Several design invariants enforce correctness for unattended runs:

  • Real diff over self-report: Supervisor._real_files_changed() uses git diff --name-only HEAD to measure actual file changes. The agent-reported files_changed field is only used as a fallback when git is unavailable. This prevents Codex from resetting the no-progress counter by lying about changes.
  • Verification-gated completion: When all tasks self-report done, the supervisor runs a final verification pass before declaring COMPLETED. If verification fails, the last task is reopened and the loop continues.
  • Verification output in prompt: The last failed verification's stdout/stderr (up to 1500 chars each) is injected into the next iteration's prompt under ## Last Verification Output (FAILED), giving Codex precise error context.
  • Verification timeout: VerificationConfig.timeout_seconds (default 300) is enforced per command via subprocess.run(timeout=...).

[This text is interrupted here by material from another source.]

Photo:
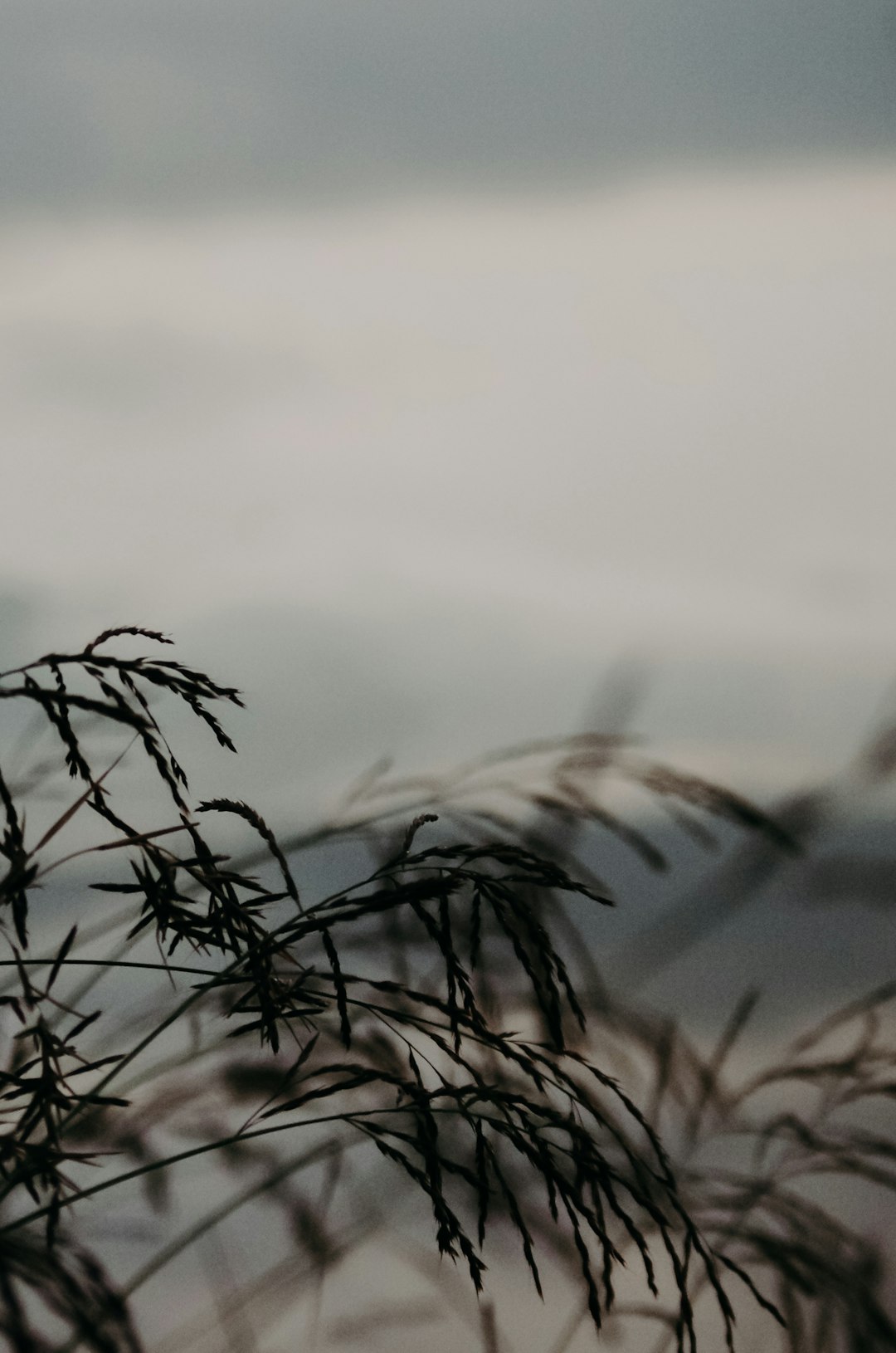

Timed-out commands are recorded with timed_out: True and count as failures.
  • Iteration heartbeat thread: When heartbeat_path is provided, run_flow._run_supervisor_with_heartbeat() starts a daemon thread that writes the heartbeat every 60 seconds throughout supervisor.run(). This prevents the watchdog (stale threshold: 300 s) from misreading a long codex exec call (up to 1800 s) as a dead process.
  • Worktree persistence: worktree_path and worktree_branch are stored in state.json meta. Subsequent run_project() calls reuse the same worktree branch instead of creating a new one, preserving code changes across --retry-blocked cycles.
  • Transient error classification: Supervisor._is_transient_runner_error() detects network timeouts, rate limits, and kill signals. Transient errors get backoff-and-retry without incrementing consecutive_runner_failures or consecutive_task_failures.
  • Task-level circuit breaker: When a single task fails max_consecutive_task_failures times (default 5) consecutively, it is marked blocked and the loop continues to the next task instead of halting the entire run.
  • Task dependencies: Task markdown files can declare <!-- depends_on: 001-foo, 002-bar --> (HTML comment anywhere) or depends_on: in YAML frontmatter. _select_task() skips any task whose dependencies are not yet done.

New config fields (added after initial release)

  • execution.max_consecutive_task_failures (default 5): task-level circuit breaker threshold. When a single task fails this many times consecutively (runner or verification failures), it is marked blocked and skipped; the next pending task is promoted to ready and the loop continues.
  • execution.max_consecutive_task_failures = 0: disables the task-level circuit breaker.
  • verification.timeout_seconds (default 300): per-command timeout for verification commands. Timed-out commands are recorded with timed_out: true and count as failures.

Skill

skills/codex-loop/SKILL.md is a Codex skill definition. Reference docs are in skills/codex-loop/references/. This is separate from the Python implementation and describes when/how Codex itself should invoke codex-loop.